The answer to that is that you can fit a great number of things. There are just a few things that you should keep in mind during the decision-making part of the process.
Things to Consider
First, you should take the time to think about who is using the bathtub.
Ask yourself if it’ll be used by adults most of the time, or if children are a priority. Is it going to be used solo, or is there a need for two people to fit at once? Also consider things like accessibility features like grab rails and non-slip bottoms, if you have a disabled person who might use it.
Just how small can you make the tub? That’s a fascinating question.
It is possible to scale down a tub, and you can get one as small as you like. However, there are a few guidelines to keep in mind.
First, you want to avoid anything that’s too skinny. If the room is narrow, you might be tempted to get something narrow. Be sure to avoid one that’s both narrow and shallow, because that makes it hard to use for soaking.
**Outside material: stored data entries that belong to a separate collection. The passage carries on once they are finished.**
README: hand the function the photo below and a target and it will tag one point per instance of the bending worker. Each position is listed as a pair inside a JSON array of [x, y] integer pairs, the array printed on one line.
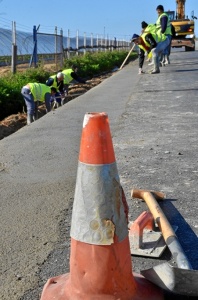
[[56, 81], [71, 76], [163, 25], [152, 41], [33, 92]]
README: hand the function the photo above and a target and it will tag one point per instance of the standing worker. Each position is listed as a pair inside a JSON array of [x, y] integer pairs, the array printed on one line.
[[71, 76], [163, 26], [33, 92], [141, 53], [56, 81], [152, 42]]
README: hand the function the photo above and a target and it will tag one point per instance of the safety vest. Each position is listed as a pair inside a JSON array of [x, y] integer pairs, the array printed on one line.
[[67, 75], [158, 36], [55, 83], [156, 33], [158, 25], [39, 90]]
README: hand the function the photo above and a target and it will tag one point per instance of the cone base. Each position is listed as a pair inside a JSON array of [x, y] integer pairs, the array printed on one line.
[[60, 288]]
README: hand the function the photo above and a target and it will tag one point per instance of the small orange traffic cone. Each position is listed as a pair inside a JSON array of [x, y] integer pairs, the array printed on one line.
[[100, 259]]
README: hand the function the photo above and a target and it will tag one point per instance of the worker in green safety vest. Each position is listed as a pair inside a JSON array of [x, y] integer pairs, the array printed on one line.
[[71, 77], [33, 93]]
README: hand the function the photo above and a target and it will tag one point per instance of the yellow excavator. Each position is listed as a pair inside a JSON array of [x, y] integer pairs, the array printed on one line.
[[184, 27]]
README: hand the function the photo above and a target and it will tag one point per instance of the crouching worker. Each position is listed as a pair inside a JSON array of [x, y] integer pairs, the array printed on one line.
[[71, 77], [34, 93], [154, 43]]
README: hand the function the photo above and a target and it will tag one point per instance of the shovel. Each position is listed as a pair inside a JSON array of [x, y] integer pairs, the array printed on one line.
[[181, 279]]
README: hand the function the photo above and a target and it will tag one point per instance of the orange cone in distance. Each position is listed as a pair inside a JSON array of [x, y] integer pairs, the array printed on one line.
[[100, 259]]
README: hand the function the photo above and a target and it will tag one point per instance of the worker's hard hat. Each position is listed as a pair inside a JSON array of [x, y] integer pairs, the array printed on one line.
[[160, 7]]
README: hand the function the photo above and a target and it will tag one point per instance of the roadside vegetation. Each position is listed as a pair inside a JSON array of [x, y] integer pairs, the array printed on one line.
[[90, 65]]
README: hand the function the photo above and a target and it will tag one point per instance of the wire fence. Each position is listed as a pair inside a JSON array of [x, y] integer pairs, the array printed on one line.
[[18, 47]]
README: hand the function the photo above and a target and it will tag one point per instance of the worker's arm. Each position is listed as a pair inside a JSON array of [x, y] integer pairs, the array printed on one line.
[[150, 39], [49, 82], [77, 78]]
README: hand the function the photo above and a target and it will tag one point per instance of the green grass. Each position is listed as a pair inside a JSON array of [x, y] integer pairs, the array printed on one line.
[[90, 65]]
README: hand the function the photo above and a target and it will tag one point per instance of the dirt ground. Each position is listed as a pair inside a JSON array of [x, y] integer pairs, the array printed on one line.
[[14, 122]]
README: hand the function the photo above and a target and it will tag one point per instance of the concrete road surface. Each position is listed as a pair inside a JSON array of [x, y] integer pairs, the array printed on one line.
[[154, 126]]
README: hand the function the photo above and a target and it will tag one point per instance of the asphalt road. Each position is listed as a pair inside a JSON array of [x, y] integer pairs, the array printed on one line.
[[153, 121]]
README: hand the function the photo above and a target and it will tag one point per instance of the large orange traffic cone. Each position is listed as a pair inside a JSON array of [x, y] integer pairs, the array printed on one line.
[[100, 259]]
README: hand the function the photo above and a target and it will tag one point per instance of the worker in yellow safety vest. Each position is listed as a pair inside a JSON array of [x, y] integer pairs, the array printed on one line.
[[163, 26], [71, 77], [151, 41], [34, 93], [56, 81]]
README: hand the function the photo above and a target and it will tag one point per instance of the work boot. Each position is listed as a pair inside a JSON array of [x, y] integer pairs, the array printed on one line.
[[30, 119], [151, 63], [140, 72], [167, 60]]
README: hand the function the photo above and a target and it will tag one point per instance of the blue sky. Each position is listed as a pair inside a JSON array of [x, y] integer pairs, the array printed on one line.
[[112, 18]]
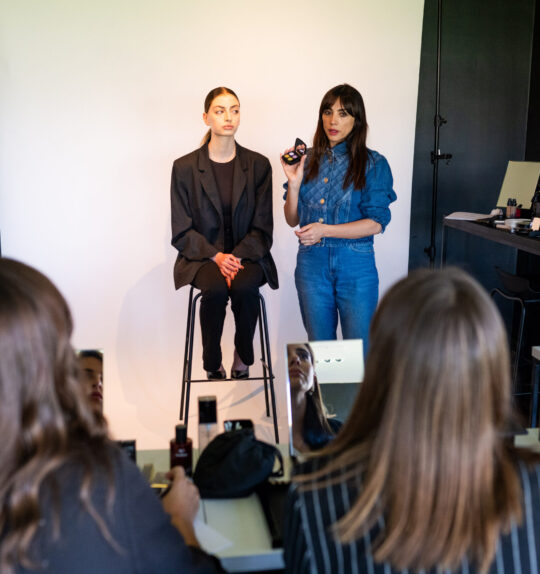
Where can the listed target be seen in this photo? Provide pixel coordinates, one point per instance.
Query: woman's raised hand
(295, 172)
(182, 504)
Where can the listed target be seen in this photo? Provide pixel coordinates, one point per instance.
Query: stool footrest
(266, 362)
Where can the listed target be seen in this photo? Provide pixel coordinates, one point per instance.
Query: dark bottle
(181, 449)
(535, 203)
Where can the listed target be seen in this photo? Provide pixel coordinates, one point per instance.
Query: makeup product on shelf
(181, 448)
(208, 429)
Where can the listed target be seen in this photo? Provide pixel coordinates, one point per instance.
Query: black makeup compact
(294, 156)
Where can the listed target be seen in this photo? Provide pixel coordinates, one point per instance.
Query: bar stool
(266, 361)
(519, 290)
(535, 384)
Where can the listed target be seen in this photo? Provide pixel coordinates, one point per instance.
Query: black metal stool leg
(186, 348)
(264, 354)
(190, 363)
(271, 373)
(534, 386)
(518, 346)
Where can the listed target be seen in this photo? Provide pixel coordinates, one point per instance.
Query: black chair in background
(266, 361)
(519, 290)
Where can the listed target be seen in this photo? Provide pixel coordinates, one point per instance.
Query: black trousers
(244, 294)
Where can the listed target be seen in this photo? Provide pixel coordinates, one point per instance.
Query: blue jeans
(337, 281)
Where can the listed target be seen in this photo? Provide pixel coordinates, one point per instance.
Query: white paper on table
(466, 216)
(209, 538)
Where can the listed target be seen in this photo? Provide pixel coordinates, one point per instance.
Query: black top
(224, 174)
(311, 548)
(148, 542)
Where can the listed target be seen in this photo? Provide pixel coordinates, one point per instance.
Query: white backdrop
(97, 100)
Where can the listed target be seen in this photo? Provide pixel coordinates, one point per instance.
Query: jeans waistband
(359, 244)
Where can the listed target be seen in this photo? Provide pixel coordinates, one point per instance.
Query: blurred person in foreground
(423, 477)
(70, 500)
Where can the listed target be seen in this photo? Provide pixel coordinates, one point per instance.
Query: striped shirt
(309, 547)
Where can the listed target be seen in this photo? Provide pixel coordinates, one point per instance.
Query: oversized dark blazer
(197, 214)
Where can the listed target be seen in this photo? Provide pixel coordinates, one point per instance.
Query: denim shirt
(323, 199)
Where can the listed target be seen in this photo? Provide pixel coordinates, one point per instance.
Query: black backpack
(234, 464)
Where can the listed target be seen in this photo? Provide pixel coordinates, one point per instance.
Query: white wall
(98, 98)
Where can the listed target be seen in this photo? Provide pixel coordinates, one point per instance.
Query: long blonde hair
(425, 436)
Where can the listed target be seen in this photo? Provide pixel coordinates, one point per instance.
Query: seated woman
(312, 428)
(421, 478)
(70, 501)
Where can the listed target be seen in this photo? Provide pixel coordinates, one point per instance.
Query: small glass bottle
(181, 449)
(207, 421)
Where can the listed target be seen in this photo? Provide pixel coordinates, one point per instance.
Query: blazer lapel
(208, 181)
(239, 177)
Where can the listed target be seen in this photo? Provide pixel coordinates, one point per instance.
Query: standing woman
(221, 203)
(339, 194)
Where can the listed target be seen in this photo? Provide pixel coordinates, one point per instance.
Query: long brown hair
(353, 103)
(210, 97)
(45, 421)
(315, 397)
(426, 434)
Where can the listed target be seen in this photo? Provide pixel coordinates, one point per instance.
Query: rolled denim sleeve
(378, 193)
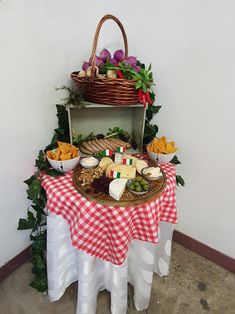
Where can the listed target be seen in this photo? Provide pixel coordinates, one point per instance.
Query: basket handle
(96, 36)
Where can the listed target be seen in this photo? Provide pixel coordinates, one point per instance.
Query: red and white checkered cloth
(106, 231)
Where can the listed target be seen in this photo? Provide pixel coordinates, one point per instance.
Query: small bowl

Another practical consideration is room. Can you even fit in the tub?
What fits best when it comes to the layout of your bathroom? This is also a major consideration.
Take your time with this one. In a tight space, you don’t have much room – physically or otherwise – for error. Plot out the dimensions of the floor. You want to have clearance for the door to open and space under the window.
Try to see if you can move around by using a table as a substitute. This should help you get an idea of what it’d be like to move around once the tub has been installed.
Another thing to think about is the shape of the tub. If you’re looking at a three-walled alcove, a rectangular shape is the most likely. However, in a smaller space, you might look at more “out there” alternatives.
A corner tub that’s built to fit tight spaces could be a good idea, for instance. They’re usually built with an “apron” in the design, or can be sold as an insert. This adds extra inches, but they’re an excellent choice for smaller rooms.